YouTube at 720P works on 4/5 (videos twitch all the time).


For example, Firefox 38 offer YouTube content at 60 Frames - that is additional handle.


----------



## Masterchiefxx17 (Feb 27, 2010)

Make and model number of the motherboard, CPU, and memory?


----------



## Masterchiefxx17 (Feb 27, 2010)

doggie007 said:


> I wonder this...
> 
> My system gets twitches on videos, like YouTube often.
> 
> ...


This might be internet speeds, not memory.


----------



## doggie007 (Jun 27, 2015)

Masterchiefxx17 said:


> This might be internet speeds, not memory.


No.

The videos are already loaded on - so it's a handle of a system, afterwards. :smile:

Okay...

So the mobo is a wonderful GA-MA78GM-US2H rev. 1.0.

...on a wonderful 780G chipset - my forever love at it. This thing goes 1800 3DMark scores of 3DMark03.

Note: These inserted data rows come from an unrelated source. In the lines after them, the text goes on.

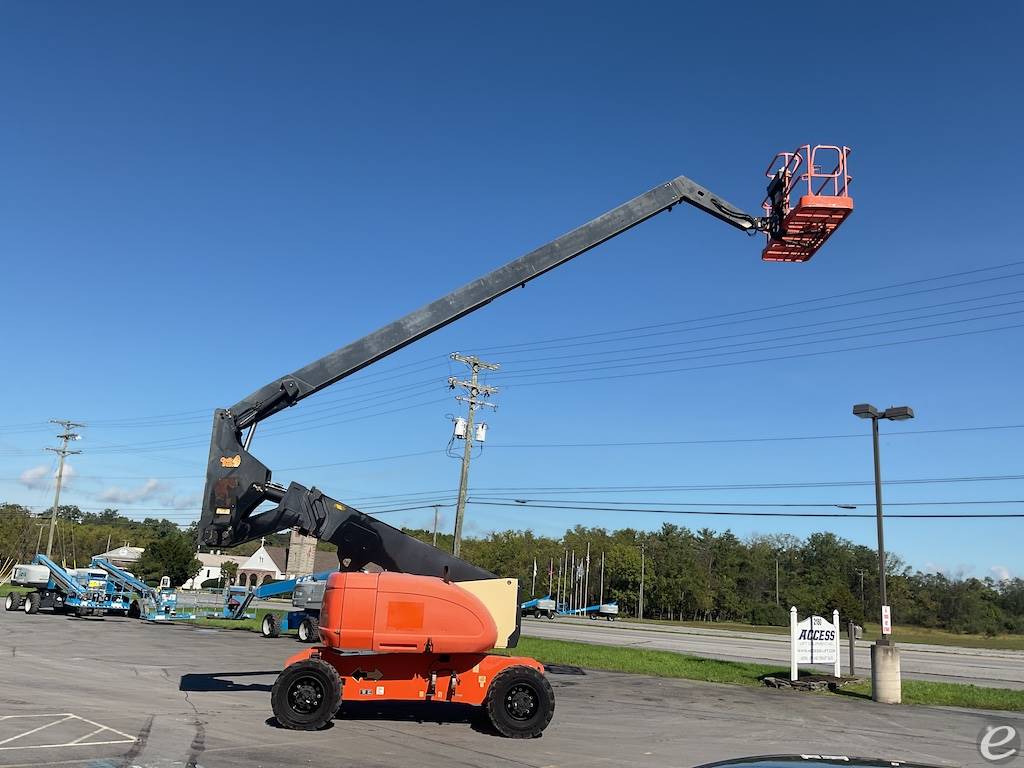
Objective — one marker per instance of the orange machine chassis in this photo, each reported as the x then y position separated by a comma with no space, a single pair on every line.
462,678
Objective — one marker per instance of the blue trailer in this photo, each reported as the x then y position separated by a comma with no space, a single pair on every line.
82,592
307,595
540,606
607,610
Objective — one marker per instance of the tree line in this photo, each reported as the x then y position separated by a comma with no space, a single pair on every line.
700,574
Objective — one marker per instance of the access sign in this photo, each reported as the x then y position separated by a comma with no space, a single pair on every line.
813,641
816,641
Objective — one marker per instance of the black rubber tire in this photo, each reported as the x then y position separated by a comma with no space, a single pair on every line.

The processor is AMD Athlon 2 X2 250, a dual-core at 3.0 GHz.

__________

The RAM modules are: one stick (another died) of 2 GB's at 800 MHz.

It is also refered as DDR2-800 CL6, because its CAS latencies are 6-6-6-... .

The brand is Kingston.

it is a standard part, without anti-heater. What else to say on it?

I really-really wanna learn to overclock (never before)!


----------



## Masterchiefxx17 (Feb 27, 2010)

What OS are you on? If its Windows 7 with 2GB of RAM, its never going to run very smoothly. I recommend 4GB of RAM rather than 2GB for Windows 7.


----------



## bassfisher6522 (Jul 22, 2012)

You might want to check your manual for OC'ing your RAM. As some older mobo's have limitations to RAM OC'ing because of the CPU due to the chipset controller. Some just wont allow it.

I know my old Asus board wouldn't let me but the Gigabyte board did. My RAM was 1066 but the Asus mobo defaulted to 800 and every time I tried to OC it...I would get a BSOD. Had a buddy give me a Gigabyte mobo and I OC'd it straight away....no problems what so ever.


----------



## doggie007 (Jun 27, 2015)

Masterchiefxx17 said:


> What OS are you on? If its Windows 7 with 2GB of RAM, its never going to run very smoothly. I recommend 4GB of RAM rather than 2GB for Windows 7.


I think, it's not the size matters.

My physical memory bar fills on 1.80 GB's when both, Firefox and Skype are opened.

That, plus WinRAR - and still it's ready for tasking.


----------



## doggie007 (Jun 27, 2015)

Teach me to overclock my RAM.

I really need this beyond... it's so fun... should be.


What else you need to know about the system? Enough?


----------



## koala (Mar 27, 2005)

Overclocking your RAM is not going to give any noticeable speed improvements. Adding another 2gb would be much better.

Your games slowing down and glitches in youtube videos are not caused by your RAM running at the default clock speed.

You can get the manual for your motherboard from the manufacturer's site.

Instructions for overclocking RAM: How to overclock your RAM | TechRadar


----------



## doggie007 (Jun 27, 2015)

Many-Many thanks!

GIGABYTE mobo's are there, either it won't work for me.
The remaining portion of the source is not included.